GenomicSignatures: Alignment-free genome analysis
In an age of global pandemics, studying how viruses and their genomes evolve is of great importance. It has previously been found that genomes of many eukaryotes and prokaryotes have specific preferences for nucleotides, dinucleotides, and codons. Such preferences are characterized by the selective pressure acting on the genomes and are referred to as specific genomic signatures. However, it is not clear to what extent viruses have genomic signatures or to which extent they are shaped by the specific host of the virus or other biological factors.
Firstly, we have determined that many viruses have genomic signatures - which indicates the presence of mechanisms that shape the genomes of viruses to prefer specific oligonucleotides over others. Specifically, if you divide a viral genome into two parts and compare these parts, we find that the two parts are, in many cases, remarkably similar.

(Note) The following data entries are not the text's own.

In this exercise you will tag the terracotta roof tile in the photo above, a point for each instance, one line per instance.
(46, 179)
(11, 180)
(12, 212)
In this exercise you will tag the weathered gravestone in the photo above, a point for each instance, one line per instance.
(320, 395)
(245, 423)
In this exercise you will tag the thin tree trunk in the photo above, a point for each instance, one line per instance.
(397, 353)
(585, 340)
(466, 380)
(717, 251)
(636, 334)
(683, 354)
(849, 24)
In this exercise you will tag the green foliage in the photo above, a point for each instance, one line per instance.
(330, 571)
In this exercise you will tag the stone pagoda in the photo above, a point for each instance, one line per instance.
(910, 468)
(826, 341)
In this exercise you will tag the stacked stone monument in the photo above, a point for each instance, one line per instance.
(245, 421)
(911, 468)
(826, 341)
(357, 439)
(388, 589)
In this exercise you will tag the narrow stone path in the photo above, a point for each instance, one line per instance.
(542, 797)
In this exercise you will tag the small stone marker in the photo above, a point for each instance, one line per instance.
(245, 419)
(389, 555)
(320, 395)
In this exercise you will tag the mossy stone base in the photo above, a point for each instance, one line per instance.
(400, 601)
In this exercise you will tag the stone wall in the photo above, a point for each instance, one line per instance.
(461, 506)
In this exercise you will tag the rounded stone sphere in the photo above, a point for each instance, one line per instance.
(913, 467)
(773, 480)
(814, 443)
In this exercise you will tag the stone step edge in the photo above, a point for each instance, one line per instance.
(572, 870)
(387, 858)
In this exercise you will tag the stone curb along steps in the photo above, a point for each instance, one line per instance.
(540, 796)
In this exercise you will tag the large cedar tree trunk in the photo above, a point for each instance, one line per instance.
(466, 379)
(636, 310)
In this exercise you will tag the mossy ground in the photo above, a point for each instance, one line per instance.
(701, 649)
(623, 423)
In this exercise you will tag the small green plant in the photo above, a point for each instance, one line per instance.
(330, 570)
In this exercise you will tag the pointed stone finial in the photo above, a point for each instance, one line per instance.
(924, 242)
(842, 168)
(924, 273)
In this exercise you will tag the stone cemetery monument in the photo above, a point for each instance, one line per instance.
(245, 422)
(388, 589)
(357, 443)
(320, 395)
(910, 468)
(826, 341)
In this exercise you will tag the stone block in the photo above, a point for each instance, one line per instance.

To study these genomic signatures, we use alignment-free methods. Alignment-free methods are a popular approach for comparing biological sequences, including complete genomes. The methods range from probability distributions of sequence composition to first and higher-order Markov chains, where a k-th order Markov chain over DNA has 4^k formal parameters. To circumvent this exponential growth in parameters, variable-length Markov chains (VLMCs) have gained popularity for applications in molecular biology and other areas. VLMCs adapt the depth depending on sequence context and thus curtail excesses in the number of parameters.
To handle modern datasets, we have developed new algorithms to build and compare VLMCs. Specifically, we have developed one implementation based on lazy suffix trees and one significantly faster implementation based on k-mer counts. The latter of these can run in external memory, which enables VLMCs to be applied to arbitrarily large genomes as well as sequencing datasets, even on typical laptops.